Half of Teachers Miss 10+ Days of School Annually
Student absenteeism is obviously a factor in how well a child does in school. Turns out, teacher absenteeism is also a leading factor in student outcomes. Published studies reveal interesting findings about teachers who miss school. Some trends in teacher absenteeism are surprising, and not all are easily explained.
- Nationally, half of all teachers miss 10 or more days annually. In 2013-14, 75% of teachers in Hawaii missed 10 or more days of school.
- Elementary and middle school teachers are absent more frequently than high school teachers, presumably because younger children transfer illness more easily than older students. Teacher and student absences decrease when hand sanitizer is used regularly.
- Teachers at charter schools are absent less frequently than their traditional school counterparts.
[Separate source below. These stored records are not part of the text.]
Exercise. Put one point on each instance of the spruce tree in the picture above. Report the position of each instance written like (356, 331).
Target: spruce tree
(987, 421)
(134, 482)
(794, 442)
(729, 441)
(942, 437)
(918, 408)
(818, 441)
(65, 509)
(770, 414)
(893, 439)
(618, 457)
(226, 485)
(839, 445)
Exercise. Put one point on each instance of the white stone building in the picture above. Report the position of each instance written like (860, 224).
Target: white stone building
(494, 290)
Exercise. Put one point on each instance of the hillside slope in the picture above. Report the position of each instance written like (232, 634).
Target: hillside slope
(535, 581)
- Teacher absence rates are higher in schools with schools serving mostly African American or Latino students. However, teachers in high-poverty areas have absence rates that are on par with those with higher median incomes.
- Teacher absentee numbers are higher in districts with more generous leave policies. Not surprisingly, teachers are less likely to be absent when they are allowed fewer paid days off.
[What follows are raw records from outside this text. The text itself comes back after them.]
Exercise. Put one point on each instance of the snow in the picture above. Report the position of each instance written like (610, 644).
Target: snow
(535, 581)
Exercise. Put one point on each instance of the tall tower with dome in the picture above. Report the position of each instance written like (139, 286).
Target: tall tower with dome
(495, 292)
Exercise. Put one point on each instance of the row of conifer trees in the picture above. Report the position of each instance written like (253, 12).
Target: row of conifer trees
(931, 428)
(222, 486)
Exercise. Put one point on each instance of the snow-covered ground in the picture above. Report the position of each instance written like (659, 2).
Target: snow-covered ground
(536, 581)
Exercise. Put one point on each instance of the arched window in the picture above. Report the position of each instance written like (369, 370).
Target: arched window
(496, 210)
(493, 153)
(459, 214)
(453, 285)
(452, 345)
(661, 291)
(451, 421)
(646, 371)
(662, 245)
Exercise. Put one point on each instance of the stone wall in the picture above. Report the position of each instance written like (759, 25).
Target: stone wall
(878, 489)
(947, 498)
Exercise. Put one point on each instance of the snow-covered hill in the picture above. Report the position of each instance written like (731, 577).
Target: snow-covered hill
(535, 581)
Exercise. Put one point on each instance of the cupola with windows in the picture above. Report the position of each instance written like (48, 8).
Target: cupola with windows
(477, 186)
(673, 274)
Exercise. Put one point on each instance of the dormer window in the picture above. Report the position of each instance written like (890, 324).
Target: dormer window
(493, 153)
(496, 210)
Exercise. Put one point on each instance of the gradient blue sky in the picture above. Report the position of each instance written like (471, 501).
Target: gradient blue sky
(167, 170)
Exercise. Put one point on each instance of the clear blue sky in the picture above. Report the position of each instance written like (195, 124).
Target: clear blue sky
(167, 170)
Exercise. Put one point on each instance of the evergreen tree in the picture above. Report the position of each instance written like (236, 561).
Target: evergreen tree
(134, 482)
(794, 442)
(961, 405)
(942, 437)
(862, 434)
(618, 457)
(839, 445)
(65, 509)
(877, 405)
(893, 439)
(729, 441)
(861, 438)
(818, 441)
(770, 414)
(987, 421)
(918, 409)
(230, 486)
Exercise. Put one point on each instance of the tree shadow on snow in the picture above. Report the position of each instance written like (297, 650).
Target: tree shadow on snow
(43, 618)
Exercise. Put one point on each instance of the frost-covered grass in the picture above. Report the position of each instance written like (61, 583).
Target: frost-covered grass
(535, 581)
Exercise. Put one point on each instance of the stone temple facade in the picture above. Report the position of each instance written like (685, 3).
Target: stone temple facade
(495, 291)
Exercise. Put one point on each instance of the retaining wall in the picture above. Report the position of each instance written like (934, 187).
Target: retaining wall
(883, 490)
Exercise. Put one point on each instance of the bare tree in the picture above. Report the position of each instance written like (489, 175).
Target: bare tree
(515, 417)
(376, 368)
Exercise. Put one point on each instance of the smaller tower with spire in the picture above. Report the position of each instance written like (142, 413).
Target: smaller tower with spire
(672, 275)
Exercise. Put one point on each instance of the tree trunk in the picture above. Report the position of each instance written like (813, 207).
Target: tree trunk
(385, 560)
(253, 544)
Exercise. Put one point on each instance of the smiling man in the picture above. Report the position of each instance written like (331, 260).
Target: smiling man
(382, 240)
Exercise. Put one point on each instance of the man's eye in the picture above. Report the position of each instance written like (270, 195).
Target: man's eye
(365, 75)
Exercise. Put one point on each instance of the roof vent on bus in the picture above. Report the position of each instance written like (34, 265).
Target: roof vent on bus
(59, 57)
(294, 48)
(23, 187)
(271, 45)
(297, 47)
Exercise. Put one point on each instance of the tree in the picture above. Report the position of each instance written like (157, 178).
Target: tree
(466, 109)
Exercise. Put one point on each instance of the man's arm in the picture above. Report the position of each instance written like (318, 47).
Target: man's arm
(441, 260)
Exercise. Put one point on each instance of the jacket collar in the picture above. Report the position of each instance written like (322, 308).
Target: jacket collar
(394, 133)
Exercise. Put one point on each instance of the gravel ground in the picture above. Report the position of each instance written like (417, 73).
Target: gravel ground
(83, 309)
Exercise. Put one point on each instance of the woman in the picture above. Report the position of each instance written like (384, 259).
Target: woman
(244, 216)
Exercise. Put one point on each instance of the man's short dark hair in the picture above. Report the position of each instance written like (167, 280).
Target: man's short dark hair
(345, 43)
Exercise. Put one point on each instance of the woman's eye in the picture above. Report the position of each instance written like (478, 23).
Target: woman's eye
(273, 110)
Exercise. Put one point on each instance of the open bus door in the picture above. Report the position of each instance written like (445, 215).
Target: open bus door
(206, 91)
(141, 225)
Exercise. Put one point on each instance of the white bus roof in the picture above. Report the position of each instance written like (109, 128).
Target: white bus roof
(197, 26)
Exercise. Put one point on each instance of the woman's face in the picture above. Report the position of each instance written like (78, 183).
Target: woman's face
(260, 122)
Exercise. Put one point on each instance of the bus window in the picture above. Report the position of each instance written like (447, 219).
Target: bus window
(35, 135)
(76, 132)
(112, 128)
In districts where leave is limited, teachers inevitably have to decide: should I come to work if I’m sick, or can I afford to lose a day- or week- of pay?
For teachers, another reality of taking leave, especially for an extended time, is the knowing that their students may not have a qualified substitute teacher. In Seattle, substitutes are required to have completed a bachelor’s degree and teaching certification, plus two days of professional development; pay for a substitute averages $17 per hour. In Alabama, a substitute may only be required to pass a background check and have a high school diploma or GED, but earns just $8.50 per hour. Raising standards on substitute teachers only works if there is a pool of qualified applicants, and money in the budget to pay them accordingly. In places like Nevada, which has struggled to staff classrooms with a shortage of qualified full-time teachers, substitutes may be that much harder to find. Formal policies on taking sick and personal days vary widely by district. In Boston, teachers get 15 days of paid leave a year and can carry unused leave days over into the next. Some teachers in Mississippi get as few as 7 paid leave days annually. For certain types of long-term leave, the Family and Medical Leave Act (FMLA) entitles eligible employees to take unpaid, job-protected leave for specified family and medical reasons.
Reforming policies at the district or state level can help regulate school cultures that discourage healthy leave or don’t restrict time off as well as they should. It is less clear which district or state absenteeism policies are the most effective in balancing the needs of the teacher and students. Restrictive leave policies may put undue pressure on educators, but lax policies may mean students sit in silent study hall instead of a learning environment while the teacher is away. One thing is clear: by analyzing data related to teacher absences and student performance, districts can gauge their current situation and work towards ensuring that teachers can achieve their classroom goals and still take a justified day off when they need one.